I haven’t been on a date in over 4 years. I’ve never dated a guy a.k.a, I’ve never had a boyfriend. Yup. 23 going on 24 in 3 months and I’ve never had a boyfriend. So needless to say, I have no idea when a guy likes me if he doesn’t say anything. I shouldn’t have to guess though, right? He should let me know that he is interested. I’m analytical enough as it is and it takes a good amount of energy to NOT analyze every single “what-if” situation in my head.
Anyway, he did ask if he should come pick me up. I should have said yes so I could have redeemed myself on the way back. He opened the door for me, seemed interested in what I was saying, asked questions about sex trafficking (the calling the Lord has placed upon my heart) and he paid for me. Maybe he was just being courteous? I don’t know. I was excited and nervous as heck actually. I think maybe I came off a bit standoffish because I didn’t want to get excited over nothing if this is just hanging out, ya know? But then again, he DID initiate this outing. Why ask me out one on one if he weren’t curious about me, ya know? Maybe he finds me mysterious and hard to read and wants to get to know me better eventually. Hmmm. Fudge.
I’m usually great at making eye contact but it was hard to look at him because he’s so dang good-looking! Like, seriously. AND he also loves Jesus so that is the highest on my list of must-haves in a guy of course. It just makes things more difficult.
Did I come off too guarded? Did I smile enough? Did he think I was interested in what he was saying? Did I totally blow a chance with him? Was I too quiet? UGH!

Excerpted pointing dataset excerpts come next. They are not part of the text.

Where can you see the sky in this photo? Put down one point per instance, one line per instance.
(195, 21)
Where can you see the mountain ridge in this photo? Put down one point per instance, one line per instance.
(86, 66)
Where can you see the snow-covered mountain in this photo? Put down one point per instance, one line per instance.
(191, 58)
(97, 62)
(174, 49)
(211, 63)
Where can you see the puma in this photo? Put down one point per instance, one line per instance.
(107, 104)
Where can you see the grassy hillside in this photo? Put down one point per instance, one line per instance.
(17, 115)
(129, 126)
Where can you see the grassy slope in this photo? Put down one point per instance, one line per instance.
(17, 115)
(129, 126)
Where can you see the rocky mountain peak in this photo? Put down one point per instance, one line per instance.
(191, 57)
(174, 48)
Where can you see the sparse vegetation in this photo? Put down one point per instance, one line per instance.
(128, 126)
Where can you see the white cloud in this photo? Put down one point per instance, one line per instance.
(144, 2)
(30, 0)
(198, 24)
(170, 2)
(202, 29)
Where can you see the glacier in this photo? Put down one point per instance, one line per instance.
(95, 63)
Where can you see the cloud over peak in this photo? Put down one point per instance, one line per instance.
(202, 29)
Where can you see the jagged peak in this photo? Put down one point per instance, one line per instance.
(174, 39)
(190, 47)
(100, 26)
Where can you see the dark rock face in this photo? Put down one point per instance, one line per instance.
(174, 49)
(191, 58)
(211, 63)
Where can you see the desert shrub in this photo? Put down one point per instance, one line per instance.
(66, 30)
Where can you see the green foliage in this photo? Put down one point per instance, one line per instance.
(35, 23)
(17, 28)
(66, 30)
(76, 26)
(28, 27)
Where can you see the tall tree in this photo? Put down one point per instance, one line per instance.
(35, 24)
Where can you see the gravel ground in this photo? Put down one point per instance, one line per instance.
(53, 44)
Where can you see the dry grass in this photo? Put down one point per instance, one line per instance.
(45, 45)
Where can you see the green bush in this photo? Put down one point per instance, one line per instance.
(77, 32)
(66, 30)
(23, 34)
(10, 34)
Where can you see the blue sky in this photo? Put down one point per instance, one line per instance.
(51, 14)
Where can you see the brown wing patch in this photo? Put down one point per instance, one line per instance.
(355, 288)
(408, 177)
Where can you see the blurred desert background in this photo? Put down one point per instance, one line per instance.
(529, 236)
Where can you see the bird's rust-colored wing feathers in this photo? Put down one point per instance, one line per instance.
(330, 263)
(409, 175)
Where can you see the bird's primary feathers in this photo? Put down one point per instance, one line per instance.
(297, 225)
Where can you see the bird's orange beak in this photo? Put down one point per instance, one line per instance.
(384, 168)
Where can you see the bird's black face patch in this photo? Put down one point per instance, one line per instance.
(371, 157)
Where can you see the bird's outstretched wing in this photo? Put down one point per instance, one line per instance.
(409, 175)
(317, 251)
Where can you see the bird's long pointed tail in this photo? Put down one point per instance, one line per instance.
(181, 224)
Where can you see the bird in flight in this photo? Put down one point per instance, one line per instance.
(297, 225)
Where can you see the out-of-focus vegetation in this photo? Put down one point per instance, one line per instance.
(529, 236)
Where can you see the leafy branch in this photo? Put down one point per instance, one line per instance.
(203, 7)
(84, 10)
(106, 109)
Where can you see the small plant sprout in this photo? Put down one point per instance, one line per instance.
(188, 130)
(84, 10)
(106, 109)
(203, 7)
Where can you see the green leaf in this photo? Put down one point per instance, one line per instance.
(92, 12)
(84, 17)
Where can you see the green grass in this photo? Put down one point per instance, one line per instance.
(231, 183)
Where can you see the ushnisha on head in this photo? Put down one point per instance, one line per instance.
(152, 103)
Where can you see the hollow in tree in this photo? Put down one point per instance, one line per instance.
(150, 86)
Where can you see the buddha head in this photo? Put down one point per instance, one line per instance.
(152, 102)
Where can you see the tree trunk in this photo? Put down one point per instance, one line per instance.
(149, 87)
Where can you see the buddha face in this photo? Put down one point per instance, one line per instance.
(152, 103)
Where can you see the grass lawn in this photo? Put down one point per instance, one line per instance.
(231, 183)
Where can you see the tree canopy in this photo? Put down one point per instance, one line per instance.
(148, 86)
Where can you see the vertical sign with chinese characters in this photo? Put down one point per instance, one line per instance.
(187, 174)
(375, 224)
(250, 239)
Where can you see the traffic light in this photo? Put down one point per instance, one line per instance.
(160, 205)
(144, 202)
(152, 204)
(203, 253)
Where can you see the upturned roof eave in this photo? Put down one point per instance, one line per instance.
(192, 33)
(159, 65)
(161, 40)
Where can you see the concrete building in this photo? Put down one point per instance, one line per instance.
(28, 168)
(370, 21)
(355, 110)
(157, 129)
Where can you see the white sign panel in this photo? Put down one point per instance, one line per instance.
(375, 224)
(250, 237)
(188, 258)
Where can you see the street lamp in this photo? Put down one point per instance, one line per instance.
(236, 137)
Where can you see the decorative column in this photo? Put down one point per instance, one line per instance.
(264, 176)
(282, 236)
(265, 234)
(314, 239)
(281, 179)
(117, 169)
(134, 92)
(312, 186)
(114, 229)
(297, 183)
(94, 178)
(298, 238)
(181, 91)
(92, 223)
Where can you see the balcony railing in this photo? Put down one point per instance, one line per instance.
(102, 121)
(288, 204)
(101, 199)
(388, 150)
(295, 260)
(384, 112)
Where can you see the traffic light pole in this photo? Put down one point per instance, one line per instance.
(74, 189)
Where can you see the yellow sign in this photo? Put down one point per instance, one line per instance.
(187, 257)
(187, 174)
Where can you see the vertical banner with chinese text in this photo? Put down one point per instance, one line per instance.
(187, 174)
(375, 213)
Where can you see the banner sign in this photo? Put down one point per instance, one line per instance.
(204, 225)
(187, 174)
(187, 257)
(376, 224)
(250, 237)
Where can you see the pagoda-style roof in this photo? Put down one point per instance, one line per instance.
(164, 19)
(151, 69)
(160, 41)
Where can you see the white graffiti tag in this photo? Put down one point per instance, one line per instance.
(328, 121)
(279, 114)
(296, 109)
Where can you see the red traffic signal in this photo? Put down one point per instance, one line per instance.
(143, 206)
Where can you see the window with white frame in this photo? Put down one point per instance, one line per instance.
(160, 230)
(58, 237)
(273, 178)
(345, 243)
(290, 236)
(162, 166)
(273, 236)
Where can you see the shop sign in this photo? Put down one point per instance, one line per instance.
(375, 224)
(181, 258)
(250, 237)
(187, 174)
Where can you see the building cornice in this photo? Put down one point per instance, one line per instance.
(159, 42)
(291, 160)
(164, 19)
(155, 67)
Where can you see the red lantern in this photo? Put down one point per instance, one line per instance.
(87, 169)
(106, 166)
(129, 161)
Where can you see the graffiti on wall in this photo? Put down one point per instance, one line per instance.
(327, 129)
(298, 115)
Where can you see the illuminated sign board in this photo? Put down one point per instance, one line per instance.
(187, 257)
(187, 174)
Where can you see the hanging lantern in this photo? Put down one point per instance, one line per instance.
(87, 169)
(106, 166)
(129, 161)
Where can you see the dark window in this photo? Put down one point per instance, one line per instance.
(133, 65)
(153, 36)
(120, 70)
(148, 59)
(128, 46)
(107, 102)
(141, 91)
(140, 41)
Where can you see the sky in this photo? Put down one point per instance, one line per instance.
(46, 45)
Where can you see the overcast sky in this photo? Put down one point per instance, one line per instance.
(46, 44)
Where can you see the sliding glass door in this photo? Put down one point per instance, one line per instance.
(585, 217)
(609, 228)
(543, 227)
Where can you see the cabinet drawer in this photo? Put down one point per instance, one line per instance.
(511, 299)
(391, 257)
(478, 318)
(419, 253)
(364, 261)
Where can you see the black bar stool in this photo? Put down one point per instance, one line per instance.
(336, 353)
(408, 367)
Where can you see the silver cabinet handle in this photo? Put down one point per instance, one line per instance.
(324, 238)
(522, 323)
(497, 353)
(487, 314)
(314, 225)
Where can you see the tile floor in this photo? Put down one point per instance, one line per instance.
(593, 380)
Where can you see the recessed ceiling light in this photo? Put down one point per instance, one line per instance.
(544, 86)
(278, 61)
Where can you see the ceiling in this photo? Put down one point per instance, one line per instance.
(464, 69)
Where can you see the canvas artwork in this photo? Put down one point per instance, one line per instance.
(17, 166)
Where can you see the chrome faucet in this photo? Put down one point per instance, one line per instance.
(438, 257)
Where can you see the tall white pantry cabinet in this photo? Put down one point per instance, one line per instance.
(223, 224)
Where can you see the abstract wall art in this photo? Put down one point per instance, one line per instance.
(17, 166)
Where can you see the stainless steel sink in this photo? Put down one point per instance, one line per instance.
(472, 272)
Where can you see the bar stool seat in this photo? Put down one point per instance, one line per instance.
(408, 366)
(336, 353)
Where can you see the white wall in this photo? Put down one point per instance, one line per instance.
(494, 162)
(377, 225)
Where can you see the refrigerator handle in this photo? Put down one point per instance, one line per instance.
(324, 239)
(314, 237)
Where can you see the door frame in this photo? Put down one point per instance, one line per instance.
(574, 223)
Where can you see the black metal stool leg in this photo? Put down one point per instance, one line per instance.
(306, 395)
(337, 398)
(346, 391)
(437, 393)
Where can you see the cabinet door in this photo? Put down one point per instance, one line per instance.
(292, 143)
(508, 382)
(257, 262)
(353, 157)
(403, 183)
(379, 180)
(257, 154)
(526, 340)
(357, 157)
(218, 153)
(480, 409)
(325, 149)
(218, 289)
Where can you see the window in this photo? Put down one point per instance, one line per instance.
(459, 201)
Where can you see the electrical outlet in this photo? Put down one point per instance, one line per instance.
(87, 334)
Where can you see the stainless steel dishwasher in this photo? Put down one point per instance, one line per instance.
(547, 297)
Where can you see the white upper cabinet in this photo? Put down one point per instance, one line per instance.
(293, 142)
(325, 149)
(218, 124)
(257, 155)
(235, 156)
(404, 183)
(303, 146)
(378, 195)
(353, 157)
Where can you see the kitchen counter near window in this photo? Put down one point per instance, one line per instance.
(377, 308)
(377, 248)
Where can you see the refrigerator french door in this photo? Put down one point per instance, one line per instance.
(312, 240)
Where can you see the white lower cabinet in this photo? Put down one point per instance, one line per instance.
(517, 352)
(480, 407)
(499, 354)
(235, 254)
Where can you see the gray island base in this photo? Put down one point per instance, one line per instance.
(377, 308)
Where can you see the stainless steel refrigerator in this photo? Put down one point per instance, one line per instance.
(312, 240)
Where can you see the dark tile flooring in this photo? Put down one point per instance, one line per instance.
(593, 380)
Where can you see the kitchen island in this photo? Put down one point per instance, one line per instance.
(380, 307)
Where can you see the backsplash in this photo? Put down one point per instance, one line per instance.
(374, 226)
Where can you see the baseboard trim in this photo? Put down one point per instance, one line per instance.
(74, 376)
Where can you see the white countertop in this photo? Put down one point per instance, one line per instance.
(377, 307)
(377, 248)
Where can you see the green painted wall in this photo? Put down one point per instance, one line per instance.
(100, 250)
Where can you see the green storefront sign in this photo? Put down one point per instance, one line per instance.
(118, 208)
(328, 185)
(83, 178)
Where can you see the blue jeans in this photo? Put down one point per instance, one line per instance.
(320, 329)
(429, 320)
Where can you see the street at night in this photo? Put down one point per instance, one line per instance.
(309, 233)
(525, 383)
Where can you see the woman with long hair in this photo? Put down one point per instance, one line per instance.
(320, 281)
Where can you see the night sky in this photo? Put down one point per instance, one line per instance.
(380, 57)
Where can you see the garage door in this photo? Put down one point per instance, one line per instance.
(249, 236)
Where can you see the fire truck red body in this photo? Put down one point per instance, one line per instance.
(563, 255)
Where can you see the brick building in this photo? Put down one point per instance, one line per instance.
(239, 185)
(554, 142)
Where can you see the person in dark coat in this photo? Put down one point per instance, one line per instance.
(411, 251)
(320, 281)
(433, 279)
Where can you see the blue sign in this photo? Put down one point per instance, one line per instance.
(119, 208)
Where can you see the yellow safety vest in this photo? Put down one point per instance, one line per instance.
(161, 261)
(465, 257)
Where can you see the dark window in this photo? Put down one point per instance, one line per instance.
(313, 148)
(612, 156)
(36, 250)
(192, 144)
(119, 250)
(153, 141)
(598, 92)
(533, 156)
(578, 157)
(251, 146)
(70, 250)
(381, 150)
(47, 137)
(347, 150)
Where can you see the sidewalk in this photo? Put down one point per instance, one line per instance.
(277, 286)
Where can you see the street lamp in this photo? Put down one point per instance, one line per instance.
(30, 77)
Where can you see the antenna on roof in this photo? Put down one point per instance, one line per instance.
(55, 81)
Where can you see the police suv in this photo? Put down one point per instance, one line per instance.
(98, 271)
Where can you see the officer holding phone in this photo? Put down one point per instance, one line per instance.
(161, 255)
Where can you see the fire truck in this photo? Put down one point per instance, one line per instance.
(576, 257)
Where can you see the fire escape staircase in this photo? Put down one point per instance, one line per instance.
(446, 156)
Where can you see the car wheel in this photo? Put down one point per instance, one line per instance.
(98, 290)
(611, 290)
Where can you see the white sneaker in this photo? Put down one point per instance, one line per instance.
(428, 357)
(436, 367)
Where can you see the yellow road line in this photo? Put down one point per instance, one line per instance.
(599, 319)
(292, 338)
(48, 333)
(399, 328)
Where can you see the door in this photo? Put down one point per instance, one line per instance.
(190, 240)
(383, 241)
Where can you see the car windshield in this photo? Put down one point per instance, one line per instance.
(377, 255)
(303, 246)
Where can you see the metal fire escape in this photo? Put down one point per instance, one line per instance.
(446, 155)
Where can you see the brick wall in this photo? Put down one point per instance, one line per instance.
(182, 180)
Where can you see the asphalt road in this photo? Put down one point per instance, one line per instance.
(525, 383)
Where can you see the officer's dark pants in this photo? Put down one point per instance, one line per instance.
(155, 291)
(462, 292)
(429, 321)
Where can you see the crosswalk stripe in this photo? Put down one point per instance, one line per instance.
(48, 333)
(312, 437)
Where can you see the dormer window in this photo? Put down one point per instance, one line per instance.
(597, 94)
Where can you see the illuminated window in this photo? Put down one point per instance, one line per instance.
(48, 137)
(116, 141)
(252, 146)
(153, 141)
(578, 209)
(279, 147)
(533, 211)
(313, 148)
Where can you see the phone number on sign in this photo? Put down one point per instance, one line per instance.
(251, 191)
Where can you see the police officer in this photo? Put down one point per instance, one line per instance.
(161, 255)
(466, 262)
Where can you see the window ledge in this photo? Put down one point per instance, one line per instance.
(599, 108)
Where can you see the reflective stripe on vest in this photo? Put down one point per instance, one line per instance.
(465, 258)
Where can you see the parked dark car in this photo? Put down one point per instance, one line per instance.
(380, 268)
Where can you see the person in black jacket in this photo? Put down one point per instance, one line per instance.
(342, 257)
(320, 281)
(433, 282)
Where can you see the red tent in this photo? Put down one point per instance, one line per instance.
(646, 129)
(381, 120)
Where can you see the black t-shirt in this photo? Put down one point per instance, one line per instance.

Ok. See, this is Britani’s brain in analyzing mode and why I have to give EVERYTHING in my head to God. What I wouldn’t give to have him call or meet in person to clarify what that was and what is going through his mind.
Anyways, I did tell him that I had fun (despite what my body language may have been saying.) I said, “Next time we can go to the park and have a picnic and play frisbee because I’ve never played.” Crap. Overkill? :/ He smiled (I think) and said “You’ve never played frisbee?” Then when I got home I made sure to thank him again for breakfast, that I had a nice time and looked forward to the next time (via text).
Lord, if this is in Your will for there to be something between he and I, make it plain and clear. Give me peace and patience about whatever happens. I’m always a bit of a negative nancy when it comes to guys because I usually find that they are NEVER interested. Story of my life. There’s always someone thinner, blonder, taller, more attractive than I am… Great, here I go. There will be a post on that. I can feel the pity party coming on.